La Stampa 11.4.16
Tutti gli ostacoli sulla strada di un’intesa tra governo e giudici
Le agende contrapposte del premier e del neopresidente Davigo
di Francesco Grignetti
Piercamillo
Davigo contro Matteo Renzi, sul ring della giustizia si vanno
profilando due strategie diverse. E saranno scintille, c’è da giurarci.
Come per le intercettazioni. Davigo dice che non merita occuparsene. Il
governo avrebbe previsto una riforma, all’esame del Senato, per frenare
le pubblicazioni che ledono la privacy, ma già ci stanno ripensando.
Giustizia civile
L’analisi
di partenza è comune: in Italia il tasso di litigiosità porta a troppi
processi . Davigo usa parole che faranno venire l’orticaria agli
avvocati: «Contro una domanda patologica di giustizia è necessario
rendere poco conveniente il non osservare la legge».
E quindi, per
scoraggiare la corsa a fare causa, oltre a mazzolare la classe forense,
«in Italia c’è un terzo di tutti gli avvocati d’Europa», il
neopresidente dell’Anm chiede formidabili tassi di interesse giudiziale,
e gli alti costi sostenuti dallo Stato per il processo «devono essere
posti a carico di chi ha torto».
Il governo s’è mosso nella stessa
direzione con quel decreto che tagliò le ferie ai magistrati, ma con
gran cautela. Richiamava lo stesso principio del «chi perde, rimborsa le
spese del processo». In pratica, però, c’è soltanto un freno alle
esenzioni, fenomeno dilagante. «La compensazione potrà essere disposta
dal giudice solo nei casi di soccombenza reciproca».
Anche il tasso
legale di interesse è stato innalzato, equiparandolo a quello che si
applica ai ritardi di pagamento nelle transazioni commerciali, ma non è
iperbolico.
Prescrizioni
Anche qui si parte da una diagnosi
comune. Alla prescrizione si deve mettere mano. Ma le ricette sono molto
diverse. Davigo chiede di «modificare radicalmente il sistema». Per il
neopresidente dell’Anm, lo scandalo non è la soglia della prescrizione
in sé, ma che non si tenga conto delle interruzioni nei conteggi. Negli
Usa - ricorda - il termine di prescrizione (tranne per i reati
imprescrittibili) è di 5 anni, ma una volta esercitata l’azione penale
la prescrizione non decorre più. In Italia s’impugna tutto, «persino le
sentenze di patteggiamento», e i conteggi corrono.
Il governo sta
portando avanti una riforma che ha avuto il via libera dalla Camera, il
24 marzo dell’anno scorso, e però si è impantanata al Senato perchè
osteggiata dagli alfaniani e dalle opposizioni, sia pure per motivi
opposti. Il testo prevede di ritoccare i tempi con sospensioni di 2 anni
dopo una sentenza di condanna in primo grado, 1 anno dopo una condanna
in appello, 6 mesi nel caso di rogatorie all’estero, 3 mesi per perizie
complesse chieste dall’imputato. La sospensione non varrebbe in caso di
assoluzione.
È una riforma che a Davigo non convince assolutamente:
la prescrizione - disse - «dovrebbe fermarsi con il rinvio a giudizio».

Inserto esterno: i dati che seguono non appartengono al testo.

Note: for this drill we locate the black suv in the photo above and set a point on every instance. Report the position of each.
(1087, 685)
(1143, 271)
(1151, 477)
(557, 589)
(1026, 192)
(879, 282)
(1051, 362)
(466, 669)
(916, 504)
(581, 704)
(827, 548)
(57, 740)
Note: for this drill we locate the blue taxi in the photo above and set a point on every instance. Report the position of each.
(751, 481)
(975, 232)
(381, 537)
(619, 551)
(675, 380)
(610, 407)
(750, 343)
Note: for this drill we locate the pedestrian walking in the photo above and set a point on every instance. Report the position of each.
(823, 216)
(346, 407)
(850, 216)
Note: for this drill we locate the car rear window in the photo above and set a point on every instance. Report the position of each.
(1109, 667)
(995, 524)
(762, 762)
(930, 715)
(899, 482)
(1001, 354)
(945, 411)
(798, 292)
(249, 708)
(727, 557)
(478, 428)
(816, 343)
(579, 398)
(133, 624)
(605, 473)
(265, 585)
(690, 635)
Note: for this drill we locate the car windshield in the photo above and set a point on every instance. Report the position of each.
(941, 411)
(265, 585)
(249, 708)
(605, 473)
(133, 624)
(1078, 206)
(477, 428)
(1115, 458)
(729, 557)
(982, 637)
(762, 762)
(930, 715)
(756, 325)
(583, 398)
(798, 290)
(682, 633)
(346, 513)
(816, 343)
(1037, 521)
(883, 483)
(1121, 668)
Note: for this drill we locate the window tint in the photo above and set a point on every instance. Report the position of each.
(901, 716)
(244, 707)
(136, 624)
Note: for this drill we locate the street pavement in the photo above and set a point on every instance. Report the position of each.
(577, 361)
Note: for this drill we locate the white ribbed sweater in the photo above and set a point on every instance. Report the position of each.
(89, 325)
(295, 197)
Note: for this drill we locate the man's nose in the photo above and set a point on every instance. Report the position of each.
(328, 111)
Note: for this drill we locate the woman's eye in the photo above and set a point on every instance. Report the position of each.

Ai magistrati è parso addirittura in controtendenza la novità introdotta
dal Parlamento per i termini rigidi (data da cui si comincia a
conteggiare il tempo di prescrizione) entro cui il magistrato deve
iscrivere una persona nel registro degli indagati.
Depenalizzazioni
È
la prima delle riforme che Davigo sogna, per diminuire il pazzesco
carico di lavoro dei magistrati e concentrare le forze sui processi per i
reati gravi. Perciò «occorre varare una massiccia depenalizzazione,
trasformando in illeciti amministrativi numerosi reati per i quali il
costo dei procedimenti penali è superiore al danno cagionato».
Anche
il governo sa che la partita della giustizia si gioca con le
depenalizzazioni. Ci sono stati finora due provvedimenti: la possibilità
di archiviare i processi per «lieve tenuità del fatto» (e la legge ai
magistrati è piaciuta); la trasformazione dei pochi reati che
prevedevano solo una sanzione pecunaria, in illeciti amministrativi (e
ai magistrati è parso un provvedimento minimale). Ma già questo timido
passo ha scatenato i giustizialisti, vedi Lega e M5S.